だが恐怖心というのは、そう簡単に無くなるものではないらしい。
古空が刃を少しでも動かせばどうなるか。想像しただけで震えてくる。
すると、それを見ていた沙紀がつまらなさそうに声をあげる。
「なんじゃ。人質とは姑息な手を使うの」
「どんな手段であれ、相手を蹴落とし、生き残った者の勝ちでしょう」
「その通り。とはいえ、私がこうして競い合いの場を設けたのじゃ。その最中に余計なことをするのは面白くないのう」
「それは失礼。ですがあなたの不興を買ったとしても、詩を仕留められるのなら、その方が得かもしれませんよ」
「なるほど。その考えも一理ある」
紬にとっては命の危機だというのに、まるで世間話をするように語る二人。
アヤカシに人間と同じ倫理観があるとは思わないが、改めてゾッとする。
だがそこで、沙紀はクククと笑う。
「じゃが、そううまくいくかの。簡単に嫁を危険に晒すような間抜けなら、とっくに出し抜かれておるわ」
「と、言いますと?」
古空の問いに、沙紀は何も答えない。いや、答える必要などなかったのだろう。
古空の首に、ヒヤリと冷たいものが当たる。
いつの間にか、彼が紬に対してそうしているように、古空の首にも、後ろから刀が押し当てられていた。
そして、その刀を手にしているのは詩だ。
「紬に何をしている」
突きつけた刃よりも冷たい声で、詩は言う。
それを見て、紬は目を白黒させていた。
「なんで? 詩ならあそこに……」
詩は今、戦いの真っ最中のはず。
現に、中庭の中央では、今ももう一人の詩が戦っている。
と思いきや、突如その姿がぐにゃりと歪む。
まるで蜃気楼のように、だんだんと形が朧げになっていき、やがて完全に消え失せた。
「あれも、俺の幻術のひとつだよ。俺が戦ってる間、誰かが紬に手出ししないよう見張っていたんだ。そんな奴がいたら、すぐに切るつもりでね」
荒々しくはないが、明らかに怒気を孕んだ声。
本当にこのまま古空を斬ってもおかしくなさそうだ。
「おいおい。本気で怒ることはないだろう。軽い冗談でやっただけだよ」
「刃を突きつけるのが、軽い冗談だと?」
「刃とは、これのことかな?」
そこまで話したところで、古空が持っていた脇差が、みるみるうちに形を変えていく。
これも幻術なのだろう。さっきまで脇差だったそれは、あっという間にただの短い木の枝になっていた。
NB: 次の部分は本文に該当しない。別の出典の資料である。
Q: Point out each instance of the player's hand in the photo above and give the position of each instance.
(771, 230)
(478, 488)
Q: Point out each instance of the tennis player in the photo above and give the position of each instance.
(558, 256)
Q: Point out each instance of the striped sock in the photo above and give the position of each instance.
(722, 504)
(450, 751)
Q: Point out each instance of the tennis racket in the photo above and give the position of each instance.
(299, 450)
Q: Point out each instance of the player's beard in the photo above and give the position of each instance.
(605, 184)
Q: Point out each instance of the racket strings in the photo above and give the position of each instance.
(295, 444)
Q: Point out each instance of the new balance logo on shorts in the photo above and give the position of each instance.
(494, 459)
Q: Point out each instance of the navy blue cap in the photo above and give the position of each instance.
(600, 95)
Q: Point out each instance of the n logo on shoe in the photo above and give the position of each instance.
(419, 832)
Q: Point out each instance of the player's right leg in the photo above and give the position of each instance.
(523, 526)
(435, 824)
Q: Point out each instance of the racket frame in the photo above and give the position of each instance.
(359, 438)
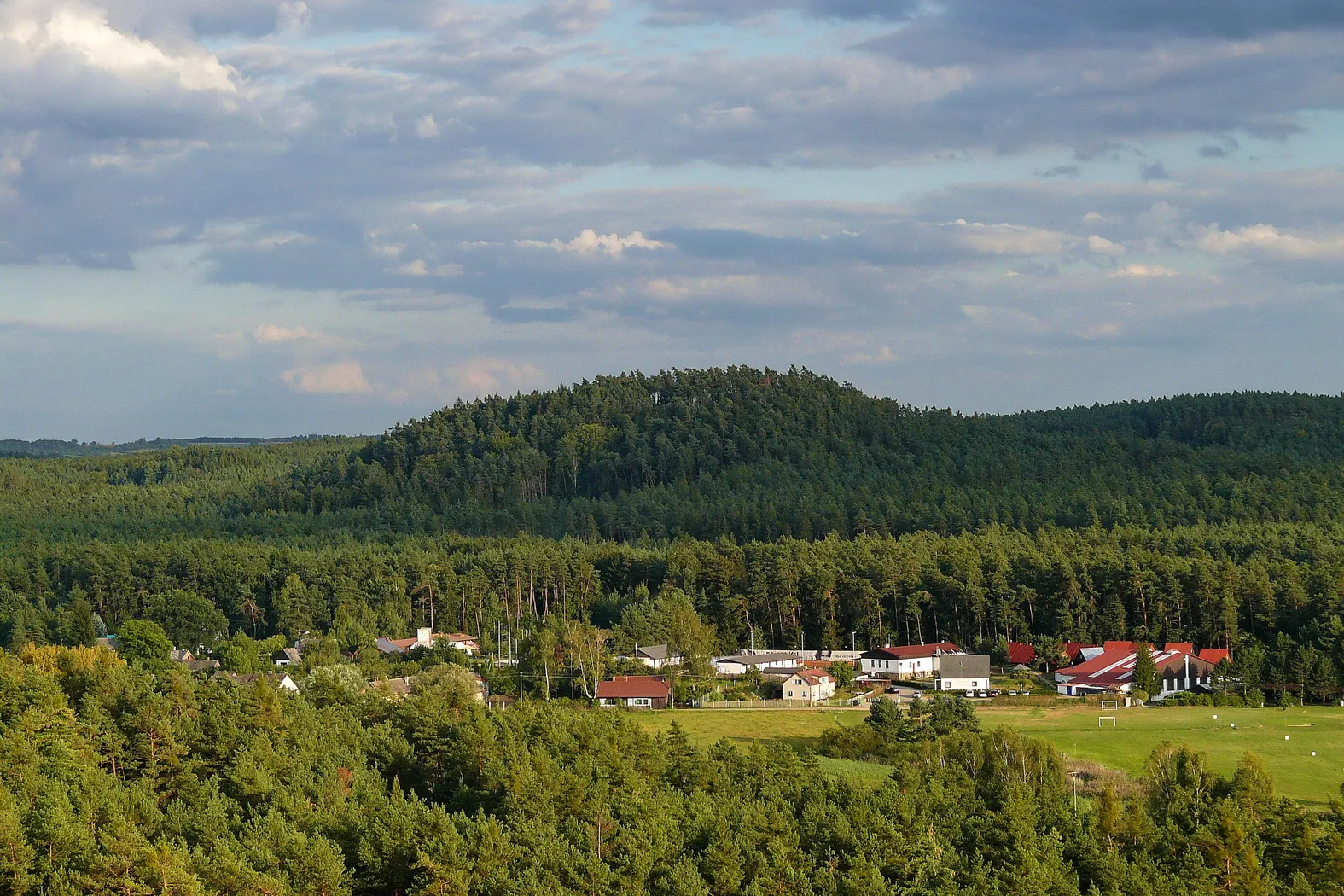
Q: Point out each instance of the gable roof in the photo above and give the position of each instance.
(812, 676)
(1116, 666)
(913, 652)
(759, 659)
(626, 687)
(975, 666)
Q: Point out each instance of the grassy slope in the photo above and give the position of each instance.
(1074, 732)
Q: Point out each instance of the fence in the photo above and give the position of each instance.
(750, 704)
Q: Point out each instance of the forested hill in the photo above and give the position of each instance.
(762, 454)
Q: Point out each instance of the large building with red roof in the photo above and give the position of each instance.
(1179, 668)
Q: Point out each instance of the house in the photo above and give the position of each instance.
(427, 638)
(1021, 655)
(811, 685)
(656, 656)
(913, 661)
(287, 657)
(741, 662)
(963, 672)
(638, 692)
(278, 680)
(404, 687)
(1112, 671)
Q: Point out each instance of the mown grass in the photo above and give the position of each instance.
(1073, 730)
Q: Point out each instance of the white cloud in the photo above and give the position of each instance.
(420, 269)
(1012, 239)
(427, 128)
(82, 32)
(346, 378)
(268, 334)
(1268, 241)
(1103, 246)
(593, 243)
(1144, 271)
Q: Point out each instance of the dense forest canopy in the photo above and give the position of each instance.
(761, 454)
(119, 782)
(781, 505)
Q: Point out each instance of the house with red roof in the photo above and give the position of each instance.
(637, 692)
(811, 685)
(1021, 655)
(1179, 669)
(911, 661)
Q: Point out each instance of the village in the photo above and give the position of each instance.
(647, 676)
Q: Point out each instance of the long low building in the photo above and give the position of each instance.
(741, 662)
(911, 661)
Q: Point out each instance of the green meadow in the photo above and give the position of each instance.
(1075, 732)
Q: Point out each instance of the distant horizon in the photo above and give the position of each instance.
(325, 217)
(230, 437)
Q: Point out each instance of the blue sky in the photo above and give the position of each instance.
(331, 215)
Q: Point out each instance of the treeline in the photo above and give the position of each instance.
(117, 782)
(1277, 586)
(762, 454)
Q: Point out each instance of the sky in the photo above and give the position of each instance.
(259, 218)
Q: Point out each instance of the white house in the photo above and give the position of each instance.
(428, 638)
(738, 664)
(913, 661)
(963, 672)
(812, 685)
(656, 656)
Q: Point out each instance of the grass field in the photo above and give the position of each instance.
(1074, 731)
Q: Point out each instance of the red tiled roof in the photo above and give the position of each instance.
(812, 676)
(625, 687)
(918, 650)
(1116, 664)
(1072, 648)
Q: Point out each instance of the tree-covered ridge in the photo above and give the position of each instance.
(119, 782)
(1271, 593)
(764, 454)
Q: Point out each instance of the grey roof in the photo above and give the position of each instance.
(759, 659)
(975, 666)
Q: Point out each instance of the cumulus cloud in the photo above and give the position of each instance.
(1103, 246)
(268, 334)
(79, 34)
(1012, 239)
(593, 243)
(1269, 242)
(1143, 271)
(344, 378)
「これでわかってくれたかな? それとも、ちょっとしたいたずらに本気になって、このまま僕とやり合うかい?」
それを聞いても、詩はしばらくの間、刀を構えたまま睨み続ける。
その後、ようやく刀が古空の首から離れた。
「次に同じことをしたら、迷わず斬る」
「それは怖い。そんなことにならないよう、さっさと退散させてもらうか」
突然、古空の姿が揺らめく。
ついさっき、中庭の真ん中で戦っていた詩が消えたのと同じように、古空の姿も消えてしまった。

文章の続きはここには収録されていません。